La part du bois dans le mobilier est de 40 % supérieure à ce que l’on pensait jusque-là, selon une récente étude. De plus, les industriels s’orientent vers un allongement de la durée de vie des meubles, ce qui reviendrait à y stocker plus longtemps le carbone du bois.
Jusqu’à présent, il était admis que les meubles mis sur le marché contenaient 60 % de bois, en tonnage. Ces chiffres, compilés par l’Ademe, proviennent de la filière dite à « responsabilité élargie des producteurs » (REP) des éléments d’ameublement, dédiée à la gestion de la fin de vie de ces produits (collecte, recyclage, valorisation énergétique…).
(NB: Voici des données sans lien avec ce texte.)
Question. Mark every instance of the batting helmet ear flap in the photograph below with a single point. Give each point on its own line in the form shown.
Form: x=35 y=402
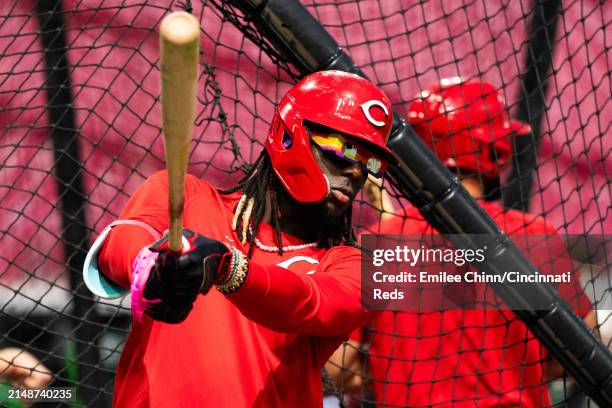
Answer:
x=293 y=161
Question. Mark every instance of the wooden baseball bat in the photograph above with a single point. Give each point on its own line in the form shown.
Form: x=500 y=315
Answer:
x=179 y=35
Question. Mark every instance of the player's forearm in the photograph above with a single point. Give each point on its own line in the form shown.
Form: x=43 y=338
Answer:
x=318 y=305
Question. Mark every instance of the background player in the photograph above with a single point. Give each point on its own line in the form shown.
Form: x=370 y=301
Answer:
x=460 y=357
x=277 y=246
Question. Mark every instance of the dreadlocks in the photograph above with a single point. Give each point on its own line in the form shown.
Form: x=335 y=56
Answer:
x=260 y=181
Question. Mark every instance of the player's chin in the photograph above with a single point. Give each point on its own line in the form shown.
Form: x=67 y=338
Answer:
x=335 y=210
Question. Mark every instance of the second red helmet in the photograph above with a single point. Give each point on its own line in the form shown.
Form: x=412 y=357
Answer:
x=344 y=102
x=467 y=125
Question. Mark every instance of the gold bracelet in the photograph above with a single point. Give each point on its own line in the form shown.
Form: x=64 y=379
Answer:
x=240 y=270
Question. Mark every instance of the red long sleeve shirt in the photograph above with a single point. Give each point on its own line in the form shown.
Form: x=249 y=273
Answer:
x=263 y=346
x=463 y=358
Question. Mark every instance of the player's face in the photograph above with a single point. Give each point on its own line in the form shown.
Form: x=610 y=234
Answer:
x=345 y=180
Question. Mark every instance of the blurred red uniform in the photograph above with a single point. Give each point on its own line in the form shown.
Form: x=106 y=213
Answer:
x=464 y=358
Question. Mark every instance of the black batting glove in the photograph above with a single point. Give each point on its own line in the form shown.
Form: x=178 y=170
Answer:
x=175 y=279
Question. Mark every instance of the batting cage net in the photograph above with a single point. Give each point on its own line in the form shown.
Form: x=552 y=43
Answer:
x=80 y=129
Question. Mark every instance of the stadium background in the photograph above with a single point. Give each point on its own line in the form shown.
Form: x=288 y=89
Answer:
x=80 y=129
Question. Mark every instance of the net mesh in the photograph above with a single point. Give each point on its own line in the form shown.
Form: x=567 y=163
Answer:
x=112 y=76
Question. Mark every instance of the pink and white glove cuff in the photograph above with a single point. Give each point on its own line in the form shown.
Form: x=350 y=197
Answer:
x=141 y=268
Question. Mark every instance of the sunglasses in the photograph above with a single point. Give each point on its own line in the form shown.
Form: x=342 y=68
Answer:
x=350 y=152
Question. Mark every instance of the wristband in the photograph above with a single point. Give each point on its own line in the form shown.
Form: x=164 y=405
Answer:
x=142 y=266
x=239 y=269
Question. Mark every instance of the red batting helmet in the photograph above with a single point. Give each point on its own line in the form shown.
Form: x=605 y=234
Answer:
x=344 y=102
x=467 y=125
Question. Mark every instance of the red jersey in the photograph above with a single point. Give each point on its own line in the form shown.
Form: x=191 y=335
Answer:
x=262 y=346
x=461 y=358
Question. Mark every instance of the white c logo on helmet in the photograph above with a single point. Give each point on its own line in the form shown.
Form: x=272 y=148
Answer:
x=366 y=106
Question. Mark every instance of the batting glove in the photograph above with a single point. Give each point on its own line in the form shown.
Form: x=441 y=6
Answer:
x=165 y=284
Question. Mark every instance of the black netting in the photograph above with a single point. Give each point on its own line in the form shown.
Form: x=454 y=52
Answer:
x=80 y=130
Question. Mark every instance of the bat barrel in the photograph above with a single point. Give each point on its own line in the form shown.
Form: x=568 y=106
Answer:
x=179 y=53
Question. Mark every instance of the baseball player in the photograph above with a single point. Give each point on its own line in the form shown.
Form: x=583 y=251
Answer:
x=460 y=358
x=22 y=369
x=267 y=285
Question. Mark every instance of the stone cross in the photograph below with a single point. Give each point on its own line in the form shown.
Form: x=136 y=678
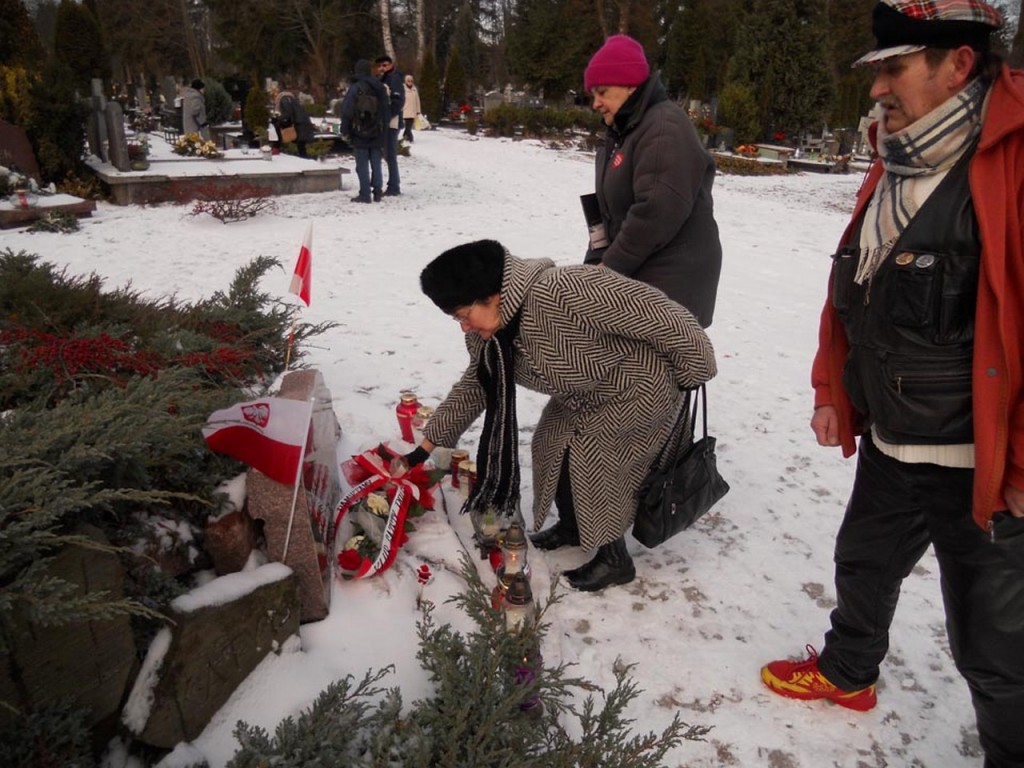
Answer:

Une récente étude, réalisée par le cabinet de conseil EY pour le compte de l’union professionnelle L’Ameublement français, révise ces chiffres à la hausse. Avec une nuance, car elle se cantonne à la fabrication française, tandis que les données de la REP englobent l’ensemble du mobilier commercialisé dans le pays.
Ainsi, le bois représente 85 % du poids global des meubles ; il se répartit entre le panneau de bois (82 % du total) et le bois massif (3 %), d’après l’étude EY. Ces chiffres correspondent à la part du bois dans les produits finis.
Décarbonation et réindustrialisation
Plus largement, l’étude radiographie le tissu économique et esquisse un projet sectoriel. L’ameublement made in France représente 60 000 emplois directs au sein de 19 000 entreprises, implantées dans les territoires ruraux et périurbains, pour 11,3 milliards d’euros de chiffre d’affaires direct et 3,6 milliards d’euros de valeur ajoutée directe*.
Un défi demeure, le déficit commercial de la filière bois. Le meuble en est l’un des principaux contributeurs, après avoir subi des vagues de désindustrialisation. Plus de la moitié des meubles achetés en France sont importés, avec un impact négatif sur le bilan carbone. En regard, les entreprises tricolores réalisent 15 % de leur chiffre d’affaires à l’export.
La décarbonation et la réindustrialisation constituent les deux objectifs phares que s’assigne le secteur de l’ameublement. Cela peut passer, d’une part, par le recours accru aux matériaux recyclés, biosourcés, locaux, aux énergies renouvelables lors de la production, à la fabrication de meubles plus légers et, d’autre part, par la conquête de marchés internationaux, par l’usine 4.0 avec ses machines reliées au numérique, à la conception assistée par ordinateur (CAO), de plus en plus à même de créer des pièces personnalisées.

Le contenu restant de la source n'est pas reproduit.